Quelques jours après avoir reçu le prix Nobel à Oslo, Annie Ernaux dévoile un fragment d’intimité dans Les Années Super 8. Avec son fils journaliste scientifique, David Ernaux, ce documentaire retrace à travers des images de la caméra personnelle, le via familiale et banale de son clan entre 1972 et 1981. Sur les écrans le 14 décembre.
« En revoyant nos films super huit pris entre 1972 et 1981, il m’est apparu que ceux-ci constituaient non seulement une archive familiale mais aussi un témoignage sur les goûts, les loisirs, le style de vie et les aspirations d’une classe sociale, au cours de la décennie qui suit 1968. Ces images muettes, j’ai eu envie de les intégrer dans un récit au croisement de l’histoire, du social et aussi de l’intime, en utilisant mon journal personnel de ces années-là », écrit Annie Ernaux en guise d’invitation au voyage et au visionnage de ces Années Super 8.

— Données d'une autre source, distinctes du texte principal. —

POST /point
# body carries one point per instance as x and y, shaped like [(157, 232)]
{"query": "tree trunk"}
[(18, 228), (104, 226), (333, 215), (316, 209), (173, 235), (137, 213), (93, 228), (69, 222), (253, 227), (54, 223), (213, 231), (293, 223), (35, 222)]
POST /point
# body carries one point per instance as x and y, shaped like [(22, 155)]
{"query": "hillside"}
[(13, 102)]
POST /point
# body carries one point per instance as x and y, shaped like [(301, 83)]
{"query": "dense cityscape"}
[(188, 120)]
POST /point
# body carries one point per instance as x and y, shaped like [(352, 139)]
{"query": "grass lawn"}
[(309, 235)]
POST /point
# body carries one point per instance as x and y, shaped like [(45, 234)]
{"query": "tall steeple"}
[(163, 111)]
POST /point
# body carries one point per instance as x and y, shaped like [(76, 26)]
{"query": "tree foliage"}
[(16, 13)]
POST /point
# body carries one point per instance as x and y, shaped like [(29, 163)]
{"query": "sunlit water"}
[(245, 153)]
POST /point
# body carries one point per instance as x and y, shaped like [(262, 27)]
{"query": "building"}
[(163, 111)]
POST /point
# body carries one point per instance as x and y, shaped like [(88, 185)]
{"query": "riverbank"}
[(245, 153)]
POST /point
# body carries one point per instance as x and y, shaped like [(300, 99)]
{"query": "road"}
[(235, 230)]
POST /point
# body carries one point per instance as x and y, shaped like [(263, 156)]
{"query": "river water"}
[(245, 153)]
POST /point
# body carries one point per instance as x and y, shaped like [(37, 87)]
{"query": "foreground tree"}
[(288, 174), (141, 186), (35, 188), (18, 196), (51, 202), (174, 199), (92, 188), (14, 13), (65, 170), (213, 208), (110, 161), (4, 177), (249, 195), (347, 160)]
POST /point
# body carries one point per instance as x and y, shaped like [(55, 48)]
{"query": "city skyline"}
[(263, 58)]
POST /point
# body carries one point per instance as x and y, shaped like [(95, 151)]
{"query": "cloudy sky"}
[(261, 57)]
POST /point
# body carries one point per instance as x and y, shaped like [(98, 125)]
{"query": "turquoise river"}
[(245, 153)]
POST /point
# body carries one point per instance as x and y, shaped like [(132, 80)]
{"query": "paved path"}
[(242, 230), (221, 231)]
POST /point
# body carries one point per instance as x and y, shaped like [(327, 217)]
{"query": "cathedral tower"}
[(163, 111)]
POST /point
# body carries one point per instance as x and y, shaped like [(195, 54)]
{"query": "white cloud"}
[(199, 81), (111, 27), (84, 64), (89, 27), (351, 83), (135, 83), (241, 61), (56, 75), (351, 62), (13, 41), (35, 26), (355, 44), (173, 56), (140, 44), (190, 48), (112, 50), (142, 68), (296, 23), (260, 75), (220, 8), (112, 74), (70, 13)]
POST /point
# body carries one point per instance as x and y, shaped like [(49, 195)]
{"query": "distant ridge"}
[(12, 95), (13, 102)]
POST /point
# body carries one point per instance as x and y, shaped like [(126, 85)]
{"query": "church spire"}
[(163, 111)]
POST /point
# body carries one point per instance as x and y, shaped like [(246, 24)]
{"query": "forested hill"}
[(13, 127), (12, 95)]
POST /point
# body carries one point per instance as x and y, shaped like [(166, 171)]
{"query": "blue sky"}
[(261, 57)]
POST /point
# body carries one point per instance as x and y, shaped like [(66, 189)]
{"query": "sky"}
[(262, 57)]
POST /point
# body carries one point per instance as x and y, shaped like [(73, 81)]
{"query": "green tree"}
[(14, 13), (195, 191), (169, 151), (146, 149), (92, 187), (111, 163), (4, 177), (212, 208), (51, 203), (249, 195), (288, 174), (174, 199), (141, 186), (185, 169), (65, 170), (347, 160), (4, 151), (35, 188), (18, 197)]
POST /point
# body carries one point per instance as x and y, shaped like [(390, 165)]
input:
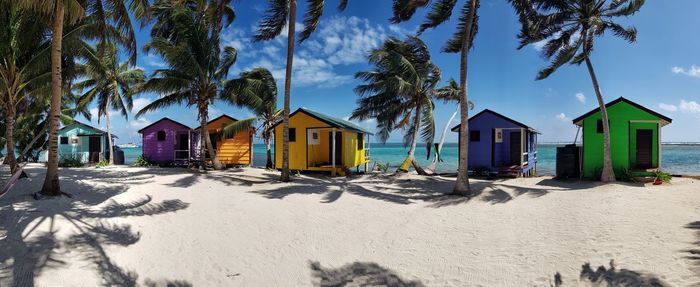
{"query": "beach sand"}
[(154, 227)]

Jouant sur l’émotion qui nous saisit en plongeant dans les images d’un temps perdu et en regardant les images de la mère et de ses deux enfants saisis par le mari – ils se sont séparés en 1981) qui est resté derrière la caméra. Des images qui ont ressurgi au début des années 80 quand David Ernaux- Briot a voulu revoir des images destinées à l’usage familial quand son premier fils a voulu voir son grand-père, Philippe Ernaux. Il raconte : J’ai montré ces images à mes enfants vers 2016. En même temps, je filmais l’écran de projection avec une caméra numérique et j’enregistrais les commentaires de la famille : ceux de ma mère, de mon frère, des enfants. Mon but, c’était de constituer une mémoire familiale, une manière de transmettre la parole de leur grand-mère à mes enfants. Ce n’est qu’un peu plus tard, en revoyant ces films numériques, que j’ai pensé que ça pouvait avoir un intérêt pour tous : on y voyait l’époque dans les décors, les vêtements, les idéaux aussi avec les voyages au Chili ou en Albanie. »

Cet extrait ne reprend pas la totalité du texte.